Read related: Democrat candidate Richard Lamondin steps up for absent Maria Elvira Salazar
Lamondin took questions from an audience of about 50 people on everything from housing costs to health care to small business survival, answering directly from the pews where voters packed in. It was the kind of event people in District 27 haven’t seen from their actual congresswoman in her five years of duck-and-cover representation.
“I would not be here if we had proper leadership,” Lamondin told the group. “We are a time right now where we have a congresswoman, Maria Elvira Salazar, who is viewed as elitist, because she is. She does not come into the community.
“She is viewed as out of touch, because she is. She only speaks to us through a camera,” Lamondin continued. “And when I knock on doors she is viewed as scared, because she is. She is scared of looking us in the eye and explaining to us, why some of us do not have healthcare… why, during hurricane season, she is supporting cuts to FEMA and to the flood mitigation that will lower our property insurance.

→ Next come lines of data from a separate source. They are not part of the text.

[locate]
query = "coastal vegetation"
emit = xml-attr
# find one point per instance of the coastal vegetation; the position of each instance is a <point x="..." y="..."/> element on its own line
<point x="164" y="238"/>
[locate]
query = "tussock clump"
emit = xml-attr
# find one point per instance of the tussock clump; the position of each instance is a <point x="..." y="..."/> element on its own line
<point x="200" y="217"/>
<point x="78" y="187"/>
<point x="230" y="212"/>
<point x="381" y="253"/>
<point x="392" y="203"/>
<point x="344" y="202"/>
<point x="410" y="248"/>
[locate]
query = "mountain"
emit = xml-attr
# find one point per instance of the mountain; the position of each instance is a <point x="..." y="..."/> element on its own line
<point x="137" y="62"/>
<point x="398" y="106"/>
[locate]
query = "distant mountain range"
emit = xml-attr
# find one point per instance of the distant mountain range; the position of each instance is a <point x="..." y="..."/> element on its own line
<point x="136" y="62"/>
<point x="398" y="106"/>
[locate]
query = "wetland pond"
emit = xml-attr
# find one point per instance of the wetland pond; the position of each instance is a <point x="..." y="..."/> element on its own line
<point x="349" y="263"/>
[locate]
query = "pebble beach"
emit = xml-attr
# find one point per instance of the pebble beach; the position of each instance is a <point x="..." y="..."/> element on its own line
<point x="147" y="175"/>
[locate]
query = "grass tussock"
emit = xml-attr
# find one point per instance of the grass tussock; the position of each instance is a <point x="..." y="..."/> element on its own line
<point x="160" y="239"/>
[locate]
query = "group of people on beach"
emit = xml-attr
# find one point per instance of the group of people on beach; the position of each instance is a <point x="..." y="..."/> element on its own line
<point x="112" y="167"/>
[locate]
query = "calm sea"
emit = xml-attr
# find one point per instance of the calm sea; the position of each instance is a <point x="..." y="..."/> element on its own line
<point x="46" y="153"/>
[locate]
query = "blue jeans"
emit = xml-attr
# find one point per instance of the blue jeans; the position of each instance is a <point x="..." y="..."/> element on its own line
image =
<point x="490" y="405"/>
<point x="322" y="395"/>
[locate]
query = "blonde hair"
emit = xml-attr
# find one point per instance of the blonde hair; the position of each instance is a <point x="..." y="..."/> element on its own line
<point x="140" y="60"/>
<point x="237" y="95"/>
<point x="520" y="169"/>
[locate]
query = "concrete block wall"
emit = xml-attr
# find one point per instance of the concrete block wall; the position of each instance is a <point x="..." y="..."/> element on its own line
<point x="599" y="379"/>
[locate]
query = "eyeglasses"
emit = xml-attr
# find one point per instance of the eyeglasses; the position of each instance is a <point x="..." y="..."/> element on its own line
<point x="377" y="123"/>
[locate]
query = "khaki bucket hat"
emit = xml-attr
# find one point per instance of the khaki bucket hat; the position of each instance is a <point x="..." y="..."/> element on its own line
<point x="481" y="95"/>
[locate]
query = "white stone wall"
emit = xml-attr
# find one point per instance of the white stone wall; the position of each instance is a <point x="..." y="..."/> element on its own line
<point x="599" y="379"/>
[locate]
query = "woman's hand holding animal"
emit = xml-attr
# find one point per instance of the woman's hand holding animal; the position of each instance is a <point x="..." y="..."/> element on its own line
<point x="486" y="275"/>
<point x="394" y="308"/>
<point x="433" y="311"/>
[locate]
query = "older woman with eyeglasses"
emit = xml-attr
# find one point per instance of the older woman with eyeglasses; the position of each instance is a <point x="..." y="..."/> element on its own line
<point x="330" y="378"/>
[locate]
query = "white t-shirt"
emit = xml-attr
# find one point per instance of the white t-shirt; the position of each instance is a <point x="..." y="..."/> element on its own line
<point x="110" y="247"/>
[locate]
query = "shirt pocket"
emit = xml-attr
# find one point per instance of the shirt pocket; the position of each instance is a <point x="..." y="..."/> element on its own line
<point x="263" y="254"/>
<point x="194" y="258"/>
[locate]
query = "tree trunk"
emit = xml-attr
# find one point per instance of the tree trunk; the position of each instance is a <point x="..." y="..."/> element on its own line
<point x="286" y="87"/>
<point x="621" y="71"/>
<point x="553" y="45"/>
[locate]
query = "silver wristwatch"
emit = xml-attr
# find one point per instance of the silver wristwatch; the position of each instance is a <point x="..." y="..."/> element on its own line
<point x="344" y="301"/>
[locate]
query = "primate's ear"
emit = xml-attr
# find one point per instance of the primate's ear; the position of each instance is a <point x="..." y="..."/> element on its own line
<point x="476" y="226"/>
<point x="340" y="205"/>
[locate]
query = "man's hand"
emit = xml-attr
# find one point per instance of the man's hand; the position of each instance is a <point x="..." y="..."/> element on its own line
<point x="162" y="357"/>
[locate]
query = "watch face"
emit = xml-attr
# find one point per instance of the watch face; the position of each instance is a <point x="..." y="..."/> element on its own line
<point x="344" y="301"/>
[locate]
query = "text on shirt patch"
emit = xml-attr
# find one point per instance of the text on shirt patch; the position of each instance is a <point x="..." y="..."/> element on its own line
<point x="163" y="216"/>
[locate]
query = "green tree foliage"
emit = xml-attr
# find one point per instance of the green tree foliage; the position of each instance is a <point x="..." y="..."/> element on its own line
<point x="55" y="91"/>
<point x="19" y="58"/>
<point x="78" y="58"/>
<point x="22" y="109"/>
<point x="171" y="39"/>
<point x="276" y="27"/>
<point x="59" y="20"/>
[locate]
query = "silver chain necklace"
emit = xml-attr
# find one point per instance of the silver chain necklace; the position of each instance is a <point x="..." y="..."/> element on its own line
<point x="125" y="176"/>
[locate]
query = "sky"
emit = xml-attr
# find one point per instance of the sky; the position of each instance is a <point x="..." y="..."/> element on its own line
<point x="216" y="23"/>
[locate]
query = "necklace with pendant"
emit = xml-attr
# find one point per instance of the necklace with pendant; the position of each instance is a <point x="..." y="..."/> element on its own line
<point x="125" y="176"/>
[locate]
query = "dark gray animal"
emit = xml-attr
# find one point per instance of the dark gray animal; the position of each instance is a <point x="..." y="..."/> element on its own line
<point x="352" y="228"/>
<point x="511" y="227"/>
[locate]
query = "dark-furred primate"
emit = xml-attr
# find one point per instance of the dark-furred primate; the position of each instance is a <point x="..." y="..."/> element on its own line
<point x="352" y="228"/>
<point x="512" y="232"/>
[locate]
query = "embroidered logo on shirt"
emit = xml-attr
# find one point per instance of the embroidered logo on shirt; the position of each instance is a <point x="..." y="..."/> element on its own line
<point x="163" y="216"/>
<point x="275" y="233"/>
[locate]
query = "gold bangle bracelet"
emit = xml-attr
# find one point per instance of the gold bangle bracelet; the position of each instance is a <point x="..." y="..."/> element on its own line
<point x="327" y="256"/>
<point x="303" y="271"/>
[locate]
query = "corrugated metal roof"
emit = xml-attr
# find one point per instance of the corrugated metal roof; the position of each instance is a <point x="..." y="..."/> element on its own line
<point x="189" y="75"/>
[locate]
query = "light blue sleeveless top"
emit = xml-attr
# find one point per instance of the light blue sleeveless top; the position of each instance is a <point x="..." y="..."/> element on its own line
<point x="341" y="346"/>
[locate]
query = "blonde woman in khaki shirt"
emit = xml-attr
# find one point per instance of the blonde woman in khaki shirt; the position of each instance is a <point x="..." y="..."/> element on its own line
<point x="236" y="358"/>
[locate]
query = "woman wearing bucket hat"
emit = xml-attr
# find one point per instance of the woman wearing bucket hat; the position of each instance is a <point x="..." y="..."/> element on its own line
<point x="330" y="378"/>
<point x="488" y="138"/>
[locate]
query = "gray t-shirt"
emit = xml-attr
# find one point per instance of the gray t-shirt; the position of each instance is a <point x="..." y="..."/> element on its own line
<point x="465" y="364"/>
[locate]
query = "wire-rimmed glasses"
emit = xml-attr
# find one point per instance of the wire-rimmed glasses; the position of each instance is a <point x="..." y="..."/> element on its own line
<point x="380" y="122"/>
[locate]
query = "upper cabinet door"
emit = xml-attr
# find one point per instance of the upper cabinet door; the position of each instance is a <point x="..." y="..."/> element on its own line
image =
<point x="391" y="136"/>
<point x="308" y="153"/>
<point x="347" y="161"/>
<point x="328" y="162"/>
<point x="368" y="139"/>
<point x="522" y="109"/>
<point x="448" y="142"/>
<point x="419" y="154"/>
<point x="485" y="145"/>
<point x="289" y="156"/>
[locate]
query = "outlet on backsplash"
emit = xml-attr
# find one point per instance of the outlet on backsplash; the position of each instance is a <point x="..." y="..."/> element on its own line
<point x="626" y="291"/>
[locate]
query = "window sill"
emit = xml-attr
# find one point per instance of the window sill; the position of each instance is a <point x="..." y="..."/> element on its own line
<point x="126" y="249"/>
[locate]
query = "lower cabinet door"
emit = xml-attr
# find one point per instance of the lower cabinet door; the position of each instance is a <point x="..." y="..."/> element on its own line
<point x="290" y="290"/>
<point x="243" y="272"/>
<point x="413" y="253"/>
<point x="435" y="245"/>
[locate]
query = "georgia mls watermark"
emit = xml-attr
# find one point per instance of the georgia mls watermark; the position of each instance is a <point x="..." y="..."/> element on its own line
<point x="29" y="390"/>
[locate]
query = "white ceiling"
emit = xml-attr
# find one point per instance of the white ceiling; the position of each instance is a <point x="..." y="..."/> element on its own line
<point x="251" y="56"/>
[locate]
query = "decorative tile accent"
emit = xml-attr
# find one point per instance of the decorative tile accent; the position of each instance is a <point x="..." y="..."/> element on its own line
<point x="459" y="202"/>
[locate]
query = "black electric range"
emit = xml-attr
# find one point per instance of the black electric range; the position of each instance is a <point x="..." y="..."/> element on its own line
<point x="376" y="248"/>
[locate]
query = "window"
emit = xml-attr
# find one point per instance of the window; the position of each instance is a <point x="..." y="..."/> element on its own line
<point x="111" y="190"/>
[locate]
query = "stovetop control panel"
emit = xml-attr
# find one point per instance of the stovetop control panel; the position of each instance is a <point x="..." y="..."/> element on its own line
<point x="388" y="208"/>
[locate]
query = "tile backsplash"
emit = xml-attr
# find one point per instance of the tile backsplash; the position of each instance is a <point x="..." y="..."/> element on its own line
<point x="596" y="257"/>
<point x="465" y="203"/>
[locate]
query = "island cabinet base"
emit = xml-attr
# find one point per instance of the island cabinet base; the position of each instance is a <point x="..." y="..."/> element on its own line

“She is afraid to look us in the eye and explain, especially to our seniors, why there are cuts to food assistance, housing assistance, the type of lifelines that this community needs… to pay the tax cuts for billionaires who don’t need the money.”
He also mentioned the cruel immigration policies that Salazar has supported with her silence — the ripping apart of families, sending teenagers into ill-prepared detention centers. “This is not the country I want my son to grow up in,” Lamondin said.
Read related: Maria Elvira Salazar’s ‘Dignity Act’ is about zero dignity and all a big act
The candidate told the crowd what they wanted to hear: that he’ll show up, that he’ll listen, and that he won’t disappear when the community needs him. But the biggest applause line wasn’t his. It came when someone pointed out the empty chair that would have been Salazar’s if she ever bothered to come.
In fact, dozens of attendees filled out question cards addressed to their absent congresswoman. Lamondin says he will personally take them to Salazar’s Miami office himself. Ladra can already see the campaign video.
Of course, this isn’t just about the Q&A. It’s about optics. And the optics were clear: Lamondin looked like the candidate who actually wants the job, while Salazar looked like she couldn’t be bothered. He looked like someone running toward the community, while Salazar continues to run away from it. And the optics of a packed Grove church versus a green screen studio are not good for a so-called “voice of the district.”
That could be a problem for the incumbent, especially since the Democratic Congressional Campaign Committee has already put her on their target list. While Salazar enjoys incumbency in a GOP stronghold district that has about 30,000 more Republican voters than Democrats, her constant taking credit for things she didn’t do and the lack of spine on the immigration policy issue in a community full of immigrants, has made her increasingly unpopular within her own base.
Salazar beat former Miami-Dade School Board Member Lucia Baez-Geller last year by more than 20 points. But she won’t have Donald Trump’s coattails in 2026.
The Grove church crowd wasn’t just polite applause, either. They were fired up, laughing at the empty chair where Salazar would have sat if she had the guts. And if Lamondin can keep filling rooms like this, María Elvira may have to start doing more than reading carefully-crafted scripts in her journalist voice and recording dramatic kitchen-table monologues for Twitter.
Because the one thing voters in Miami hate more than corruption is being ignored.